Книга была издана в Лондоне, после того как Синявский выехал за границу, и когда первые экземпляры ее тайно проникли к нам, в Москву, первой реакцией читателей было недоумение и разочарование: книга из лагеря, книга о лагере – и никаких тебе ужасов и разоблачений, единственный фигурирующий в книге охранник – старик – появляется на мгновенье перед нами в реплике: «Зачем фуфайку надел? По глазам вижу – бежать хочешь, а я стрелять не могу – душа не позволяет. Снимай фуфайку!»[71], – такой человечной реплике! И никаких тебе жалоб на скудный паек, на жестокость лагерной жизни, а лишь скупая, благодарная запись вдруг: «На день рождения мне сделали подарок. Какой-то, почти незнакомый зек подает кулечек, а в нем – трубочка для шариковой ручки (одна)… В бедности сильней доброта» (стр. 208).

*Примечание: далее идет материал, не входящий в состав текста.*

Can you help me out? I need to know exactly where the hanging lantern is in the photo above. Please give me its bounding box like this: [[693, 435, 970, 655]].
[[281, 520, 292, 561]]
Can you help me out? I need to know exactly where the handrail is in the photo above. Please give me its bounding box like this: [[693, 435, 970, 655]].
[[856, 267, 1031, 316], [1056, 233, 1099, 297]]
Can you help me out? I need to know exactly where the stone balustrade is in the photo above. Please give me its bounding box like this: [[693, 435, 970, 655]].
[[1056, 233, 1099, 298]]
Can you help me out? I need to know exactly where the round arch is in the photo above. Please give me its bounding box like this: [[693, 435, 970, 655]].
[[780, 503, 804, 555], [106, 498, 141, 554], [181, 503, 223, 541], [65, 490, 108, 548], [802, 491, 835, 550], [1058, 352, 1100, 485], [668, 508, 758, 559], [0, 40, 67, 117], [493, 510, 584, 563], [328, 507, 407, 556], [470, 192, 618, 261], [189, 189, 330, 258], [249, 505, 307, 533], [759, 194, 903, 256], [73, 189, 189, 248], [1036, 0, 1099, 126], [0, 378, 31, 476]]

И зэки вокруг не в развернутом повествовании о судьбе их горемычной, а вынырнет каждый лишь на мгновенье в одной фразе (но зато своим голосом, прямой речью) и снова спрячется в хоре. Всё это было необычно, неожиданно, а потому поначалу неприемлемо. Но вот вчитываешься в книгу, и она растет в своем значении у тебя на глазах, раздвигаются горизонты, открывается глубина. За бессвязными и, на первый взгляд, бессистемными репликами хористов-зэков (да как точно выхваченных в самом главном, в самом характерном) вдруг начинают вырисовываться живые фигуры, еще рельефнее вырисовываются, чем если б нам их долго описывали и долго о них рассказывали (срабатывает давно известный искусству закон недосказанности). Вот он вылез с замечанием: «А в магазине – что хочешь, только живой воды нет. Лишь бы – твои деньги», а другой поддакнул: «Батоны в пупырьях. Консервы “Крабы”: черви такие белые – в бумажках» (стр. 109), – и ты видишь их обоих. А этот, столкнувшись с начальником, в ответ на выговор: «Да я специально выпил – чтоб разговаривать с вами достойно?» (стр. ш) – и видишь выражение его лица и даже позу его в этот момент; и этого тоже: «Они еще пожалеют, что меня не убили»; и этого: «Западная культура – это чтобы сопли в кармане носить. Сморкнешь в платочек и носишь» (стр. 134).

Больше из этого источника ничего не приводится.